‘Will you read to us?’ Ruth ventured, as the darkness closed in around them.
‘Of course,’ Dorotha replied, and reached for a book by her father’s favourite Yiddish author, Isaac Peretz. She spread her fingers over the mildewed page and prayed that the words would hold back tomorrow.
‘Libertatem per Lectio,’ she murmured.
‘What does that mean?’ Ruth asked.
‘Freedom though reading.’
The hands crept around the clock. Darkness fell over the ghetto.
5
Joyce
London, Saturday 7 September 1940
‘Libertatem per Lectio’
Bulletin No. 13
Heavens above. We are hearing such awful things about London. The papers are calling it the Blitzkrieg. Thousands dead, so they say. Joyce, Clara, we are all praying for you. Please let us know you are safe as soon as you are able.
Yours in anguish, Beth
Bethnal Green was on fire. Just like that, afternoon had turned to night as the Nazi raiders had hit East London with a terrifying force. The air was filled with choking smoke, people were running for whatever shelter they could find, weighed down with their belongings, while ambulances and fire engines streamed past in the direction of the docks.

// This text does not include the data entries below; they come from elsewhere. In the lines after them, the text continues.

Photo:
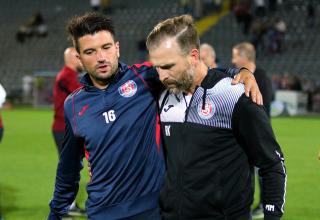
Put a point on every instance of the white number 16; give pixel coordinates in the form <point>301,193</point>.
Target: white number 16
<point>109,116</point>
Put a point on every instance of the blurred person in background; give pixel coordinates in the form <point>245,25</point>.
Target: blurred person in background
<point>65,83</point>
<point>2,100</point>
<point>208,55</point>
<point>244,55</point>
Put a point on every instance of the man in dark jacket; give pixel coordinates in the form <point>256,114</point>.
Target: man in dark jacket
<point>113,121</point>
<point>244,55</point>
<point>213,135</point>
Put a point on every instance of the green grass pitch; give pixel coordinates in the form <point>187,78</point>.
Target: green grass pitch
<point>28,161</point>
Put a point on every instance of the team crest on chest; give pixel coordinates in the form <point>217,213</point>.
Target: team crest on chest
<point>208,111</point>
<point>128,89</point>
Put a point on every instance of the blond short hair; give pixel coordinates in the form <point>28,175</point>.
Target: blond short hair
<point>246,50</point>
<point>181,27</point>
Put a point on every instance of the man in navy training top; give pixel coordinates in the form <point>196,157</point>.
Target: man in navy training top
<point>113,122</point>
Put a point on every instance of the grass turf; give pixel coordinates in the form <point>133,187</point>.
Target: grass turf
<point>28,160</point>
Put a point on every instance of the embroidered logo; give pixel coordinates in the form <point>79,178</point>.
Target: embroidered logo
<point>208,110</point>
<point>128,89</point>
<point>84,108</point>
<point>167,108</point>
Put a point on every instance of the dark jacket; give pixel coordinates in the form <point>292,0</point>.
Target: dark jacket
<point>211,146</point>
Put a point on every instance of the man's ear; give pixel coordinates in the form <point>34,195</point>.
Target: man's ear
<point>118,48</point>
<point>195,56</point>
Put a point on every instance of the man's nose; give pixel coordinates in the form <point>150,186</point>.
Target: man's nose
<point>163,74</point>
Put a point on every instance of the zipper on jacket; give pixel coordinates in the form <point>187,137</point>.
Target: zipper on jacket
<point>188,107</point>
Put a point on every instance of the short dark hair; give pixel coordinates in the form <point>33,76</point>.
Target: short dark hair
<point>89,23</point>
<point>181,27</point>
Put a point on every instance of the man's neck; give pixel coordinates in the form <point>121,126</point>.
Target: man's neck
<point>200,73</point>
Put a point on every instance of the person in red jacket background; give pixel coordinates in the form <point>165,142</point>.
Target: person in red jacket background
<point>2,99</point>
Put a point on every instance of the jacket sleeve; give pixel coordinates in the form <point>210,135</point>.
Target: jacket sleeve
<point>253,131</point>
<point>231,71</point>
<point>68,174</point>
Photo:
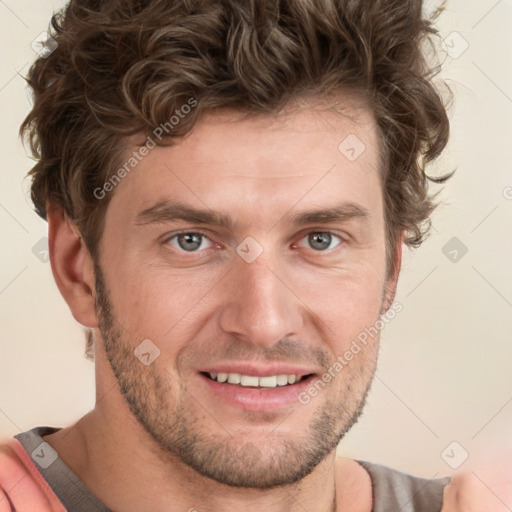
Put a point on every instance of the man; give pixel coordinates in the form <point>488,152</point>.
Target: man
<point>228,186</point>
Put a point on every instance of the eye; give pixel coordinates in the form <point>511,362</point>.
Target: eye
<point>189,241</point>
<point>321,241</point>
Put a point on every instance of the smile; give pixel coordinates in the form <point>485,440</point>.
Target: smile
<point>252,381</point>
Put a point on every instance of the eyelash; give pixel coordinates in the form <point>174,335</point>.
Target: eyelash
<point>205,236</point>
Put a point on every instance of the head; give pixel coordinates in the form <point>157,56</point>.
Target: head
<point>234,181</point>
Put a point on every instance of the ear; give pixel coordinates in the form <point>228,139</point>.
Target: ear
<point>72,267</point>
<point>394,272</point>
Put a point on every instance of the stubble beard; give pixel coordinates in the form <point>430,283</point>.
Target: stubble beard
<point>228,458</point>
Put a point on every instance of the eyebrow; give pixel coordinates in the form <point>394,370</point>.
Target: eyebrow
<point>168,211</point>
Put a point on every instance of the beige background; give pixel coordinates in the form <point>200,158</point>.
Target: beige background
<point>445,370</point>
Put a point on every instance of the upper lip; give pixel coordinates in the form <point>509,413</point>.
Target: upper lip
<point>258,369</point>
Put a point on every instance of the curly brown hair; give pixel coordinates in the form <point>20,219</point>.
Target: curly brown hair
<point>123,67</point>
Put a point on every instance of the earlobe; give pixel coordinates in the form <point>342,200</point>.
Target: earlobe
<point>72,267</point>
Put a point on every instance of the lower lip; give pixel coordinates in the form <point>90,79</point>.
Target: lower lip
<point>257,399</point>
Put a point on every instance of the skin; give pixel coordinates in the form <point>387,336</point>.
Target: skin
<point>158,436</point>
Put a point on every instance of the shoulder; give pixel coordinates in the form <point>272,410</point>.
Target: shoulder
<point>389,490</point>
<point>396,490</point>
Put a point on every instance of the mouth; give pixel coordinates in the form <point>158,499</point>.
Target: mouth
<point>252,381</point>
<point>260,390</point>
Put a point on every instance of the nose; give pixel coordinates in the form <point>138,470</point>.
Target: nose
<point>260,305</point>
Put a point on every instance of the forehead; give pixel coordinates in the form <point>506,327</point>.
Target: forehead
<point>312,155</point>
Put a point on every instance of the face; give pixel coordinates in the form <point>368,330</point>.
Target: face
<point>252,251</point>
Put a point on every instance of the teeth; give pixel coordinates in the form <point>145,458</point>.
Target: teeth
<point>255,382</point>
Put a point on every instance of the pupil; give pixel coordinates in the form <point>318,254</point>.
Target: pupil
<point>320,240</point>
<point>193,240</point>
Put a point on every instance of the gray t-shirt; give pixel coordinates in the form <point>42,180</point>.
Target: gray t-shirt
<point>393,491</point>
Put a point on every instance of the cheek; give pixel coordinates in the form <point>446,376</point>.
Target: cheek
<point>346,300</point>
<point>156,302</point>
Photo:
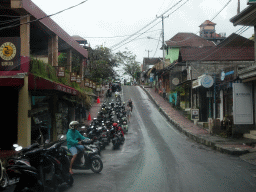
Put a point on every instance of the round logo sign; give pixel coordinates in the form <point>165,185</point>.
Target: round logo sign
<point>207,81</point>
<point>7,51</point>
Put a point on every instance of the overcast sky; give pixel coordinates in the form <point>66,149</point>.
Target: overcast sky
<point>96,19</point>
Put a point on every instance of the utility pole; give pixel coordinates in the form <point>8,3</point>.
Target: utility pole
<point>163,38</point>
<point>148,52</point>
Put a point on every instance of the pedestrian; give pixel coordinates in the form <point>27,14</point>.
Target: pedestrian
<point>73,144</point>
<point>128,112</point>
<point>164,93</point>
<point>130,104</point>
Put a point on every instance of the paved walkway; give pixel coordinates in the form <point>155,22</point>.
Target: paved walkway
<point>225,145</point>
<point>241,147</point>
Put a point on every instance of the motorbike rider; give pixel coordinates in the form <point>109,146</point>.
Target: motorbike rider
<point>73,144</point>
<point>130,104</point>
<point>119,128</point>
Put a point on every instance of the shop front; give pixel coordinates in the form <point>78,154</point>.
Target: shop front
<point>53,106</point>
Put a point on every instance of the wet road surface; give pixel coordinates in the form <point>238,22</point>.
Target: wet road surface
<point>156,157</point>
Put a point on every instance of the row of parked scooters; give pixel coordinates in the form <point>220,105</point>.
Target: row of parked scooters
<point>45,167</point>
<point>110,125</point>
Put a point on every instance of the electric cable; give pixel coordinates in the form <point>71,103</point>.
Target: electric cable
<point>206,24</point>
<point>150,28</point>
<point>117,36</point>
<point>47,16</point>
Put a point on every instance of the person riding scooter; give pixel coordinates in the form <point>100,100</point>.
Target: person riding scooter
<point>73,144</point>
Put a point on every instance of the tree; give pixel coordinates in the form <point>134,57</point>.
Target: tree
<point>101,63</point>
<point>128,59</point>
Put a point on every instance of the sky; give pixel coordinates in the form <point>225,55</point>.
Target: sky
<point>102,22</point>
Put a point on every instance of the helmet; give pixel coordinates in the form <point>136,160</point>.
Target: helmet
<point>72,124</point>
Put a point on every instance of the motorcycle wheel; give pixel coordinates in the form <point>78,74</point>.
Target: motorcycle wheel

Searchlights cut ribbons through the dusty sky, and the rattle of anti-aircraft guns in the park felt like it was shaking Joyce’s brain loose.
‘Where can we go to be safe? The Nazis will be here soon.’ Adela was growing hysterical, the ruins of the Carnegie library still smouldering behind her. Joyce led her to the nearest WVS stand, grabbing two mugs of tea while she gathered her thoughts.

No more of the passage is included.